Medida vem sendo flexibilizada
Os decretos presidenciais passaram a abarcar cada vez mais possibilidades de
perdão de pena ao longo dos anos. Em 2002, o último ato do presidente Fernando Henrique
Cardoso permitiu indulto a condenados a menos de seis anos de prisão e vetou o
benefício a sentenciados por crimes contra o sistema financeiro. Já o primeiro
decreto do presidente Luiz Inácio Lula da Silva, em 2003, permitiu o indulto no
caso de crimes contra o sistema financeiro. O então ministro da Justiça, Márcio
Thomaz Bastos, assinou o decreto junto com Lula. Hoje, Bastos é advogado do
ex-diretor do Banco Rural José Roberto Salgado, já condenado pelo STF por
gestão fraudulenta - um crime contra o sistema financeiro. Em 2010, o benefício
foi estendido aos presos que cumpriram um terço de penas de até 12 anos.
Três casos analisados pelos procuradores, com base no decreto vigente e nos
indicativos de pena já apontados no julgamento do mensalão, mostram como os
réus podem se beneficiar.
Presidente nacional do PTB e delator do esquema de compra de votos no
Congresso, Roberto Jefferson seria indultado automaticamente, em caso de
condenação a pena privativa de liberdade. O atual decreto prevê perdão a presos
que "exijam cuidados contínuos que não possam ser prestados no
estabelecimento penal". O ex-deputado enfrenta um câncer no pâncreas. A
pena do deputado federal João Paulo Cunha (PT-SP), condenado por corrupção
passiva, peculato e lavagem de dinheiro, pode ser inferior a 12 anos, o que o
habilitaria ao indulto.
É também o caso do ex-diretor de Marketing do Banco do Brasil Henrique
Pizzolato, condenado pelos mesmos crimes. A dosimetria aplicada pelo ministro
Cezar Peluso, que se aposentou em meio ao julgamento, indica uma pena de 12
anos e um mês de reclusão em regime fechado. Se o plenário reduzir minimamente
essa pena, Pizzolato poderá ter perdão de dois terços do tempo.
O procurador da República no Rio Luiz Fernando Voss, que integrou um grupo
de trabalho no CNMP responsável por fazer sugestões para o decreto
presidencial, cita o caso do ex-banqueiro Salvatore Cacciola.

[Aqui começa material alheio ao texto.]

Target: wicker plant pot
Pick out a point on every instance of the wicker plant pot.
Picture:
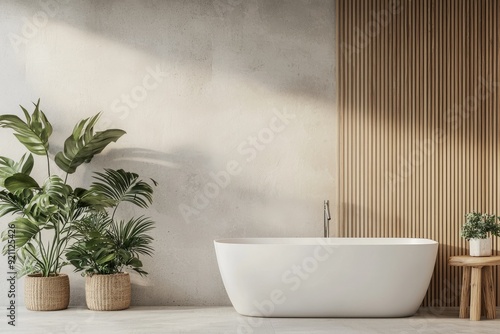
(46, 293)
(108, 292)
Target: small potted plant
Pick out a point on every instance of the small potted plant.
(43, 214)
(478, 230)
(104, 246)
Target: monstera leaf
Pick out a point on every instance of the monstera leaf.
(19, 182)
(34, 133)
(83, 144)
(9, 167)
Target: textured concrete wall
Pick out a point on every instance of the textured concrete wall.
(228, 104)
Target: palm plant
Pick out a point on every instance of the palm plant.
(44, 214)
(103, 244)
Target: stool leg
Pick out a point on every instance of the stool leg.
(464, 298)
(489, 293)
(475, 296)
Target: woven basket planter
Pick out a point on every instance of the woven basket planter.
(46, 293)
(108, 292)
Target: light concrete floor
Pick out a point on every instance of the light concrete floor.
(146, 320)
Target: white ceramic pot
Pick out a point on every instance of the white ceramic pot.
(480, 247)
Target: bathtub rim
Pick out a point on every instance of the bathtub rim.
(312, 241)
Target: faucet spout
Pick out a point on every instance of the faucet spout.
(326, 218)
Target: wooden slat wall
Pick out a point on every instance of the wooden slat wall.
(419, 129)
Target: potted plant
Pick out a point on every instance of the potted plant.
(478, 230)
(105, 246)
(44, 213)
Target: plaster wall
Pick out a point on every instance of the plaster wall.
(228, 104)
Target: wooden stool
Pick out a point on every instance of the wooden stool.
(481, 276)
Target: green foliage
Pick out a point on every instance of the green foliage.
(480, 226)
(44, 213)
(34, 133)
(106, 246)
(83, 144)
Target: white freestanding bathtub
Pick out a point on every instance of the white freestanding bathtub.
(326, 277)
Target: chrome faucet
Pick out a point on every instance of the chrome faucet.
(326, 218)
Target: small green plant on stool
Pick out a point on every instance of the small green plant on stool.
(478, 229)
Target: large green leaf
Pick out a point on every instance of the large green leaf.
(119, 185)
(83, 144)
(9, 167)
(52, 197)
(19, 182)
(34, 133)
(26, 230)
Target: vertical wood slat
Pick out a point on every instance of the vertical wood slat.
(419, 123)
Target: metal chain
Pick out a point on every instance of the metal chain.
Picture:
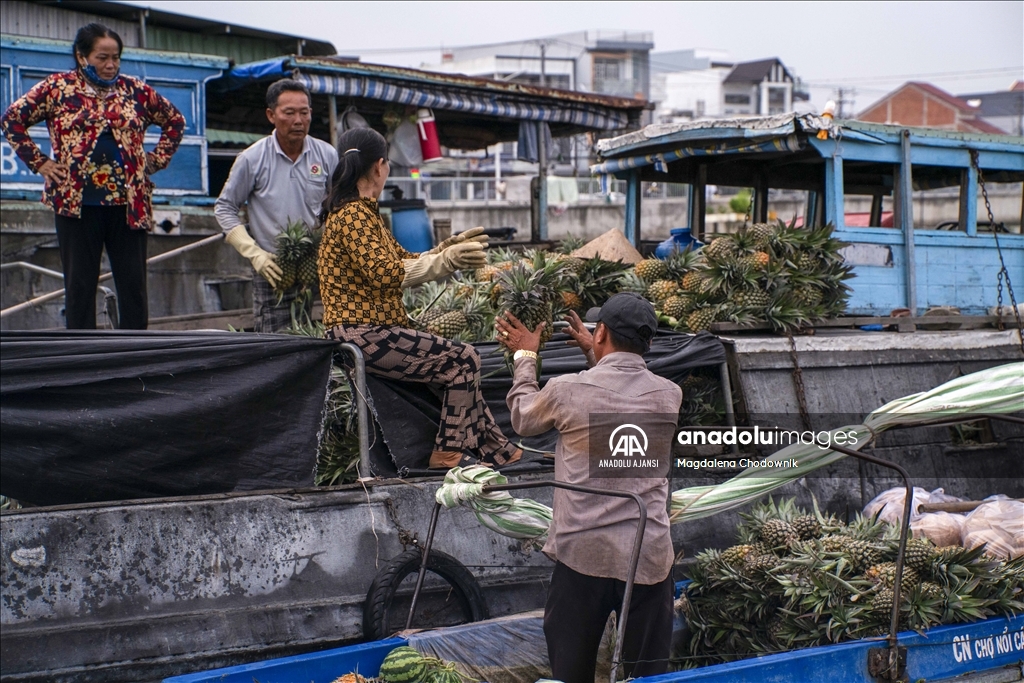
(798, 381)
(1004, 273)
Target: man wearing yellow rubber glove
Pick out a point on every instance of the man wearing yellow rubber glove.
(281, 179)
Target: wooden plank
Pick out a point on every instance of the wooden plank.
(965, 322)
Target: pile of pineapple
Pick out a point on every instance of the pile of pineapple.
(780, 274)
(799, 580)
(297, 247)
(535, 286)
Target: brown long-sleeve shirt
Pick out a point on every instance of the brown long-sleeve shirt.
(593, 535)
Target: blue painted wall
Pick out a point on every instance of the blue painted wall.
(952, 269)
(180, 78)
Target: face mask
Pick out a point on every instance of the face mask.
(93, 77)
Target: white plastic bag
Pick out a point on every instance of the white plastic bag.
(997, 523)
(942, 528)
(891, 503)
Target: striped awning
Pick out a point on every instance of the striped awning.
(480, 102)
(662, 160)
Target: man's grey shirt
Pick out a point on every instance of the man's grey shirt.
(278, 190)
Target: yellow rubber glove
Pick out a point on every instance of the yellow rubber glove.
(464, 256)
(262, 260)
(474, 235)
(434, 266)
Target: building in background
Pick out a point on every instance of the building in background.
(1003, 109)
(698, 84)
(916, 103)
(607, 62)
(687, 84)
(153, 29)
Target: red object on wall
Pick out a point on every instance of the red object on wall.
(429, 143)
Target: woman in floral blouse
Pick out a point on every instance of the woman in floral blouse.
(98, 185)
(363, 270)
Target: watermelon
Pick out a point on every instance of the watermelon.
(403, 665)
(445, 674)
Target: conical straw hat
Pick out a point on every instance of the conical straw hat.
(612, 246)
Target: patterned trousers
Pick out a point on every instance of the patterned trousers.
(411, 355)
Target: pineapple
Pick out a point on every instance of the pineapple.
(756, 261)
(750, 298)
(692, 281)
(920, 553)
(571, 300)
(631, 282)
(528, 294)
(736, 554)
(807, 527)
(720, 248)
(570, 243)
(761, 233)
(885, 573)
(807, 296)
(651, 269)
(349, 678)
(883, 601)
(760, 562)
(676, 306)
(776, 534)
(660, 290)
(295, 247)
(701, 318)
(449, 325)
(485, 273)
(573, 263)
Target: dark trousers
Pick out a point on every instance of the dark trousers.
(577, 611)
(82, 242)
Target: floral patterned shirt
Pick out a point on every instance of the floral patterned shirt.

Ele recebeu o
indulto da Vara de Execuções Penais do Rio neste ano por ter mais de 60 anos e
por ter cumprido um terço da pena de reclusão. Cacciola, protagonista do
escândalo do Banco Marka, foi condenado a 13 anos de prisão por crimes contra o
sistema financeiro nacional. A sentença está extinta.
- Os decretos sempre mudam para facilitar a concessão do indulto, para
favorecer os apenados - diz Luiz Fernando.
O procurador regional da República Douglas Fischer, com atuação no Rio
Grande do Sul, afirma haver "muitos casos de indultados condenados por
corrupção". O Ministério da Justiça não tem dados estatísticos de indultos
por tipo de crime.
- É possível que réus do mensalão sejam beneficiados por indulto. As chances
são muito grandes, inclusive de progressão da pena - afirma Fischer, que
auxiliou o procurador-geral da República, Roberto Gurgel, com um estudo sobre a
responsabilização de réus em casos de provas indiretas de participação no
crime.
O procurador da República Daniel de Resende Salgado, com atuação no estado
de Goiás, concorda com a "grande possibilidade" de os réus do
mensalão cumprirem apenas uma parte da pena.
- A presidente da República assina compromissos internacionais de combate à
corrupção e a crimes contra o sistema financeiro, mas passa um sinal contrário
à sociedade quando indulta esses crimes - critica o procurador Daniel Salgado.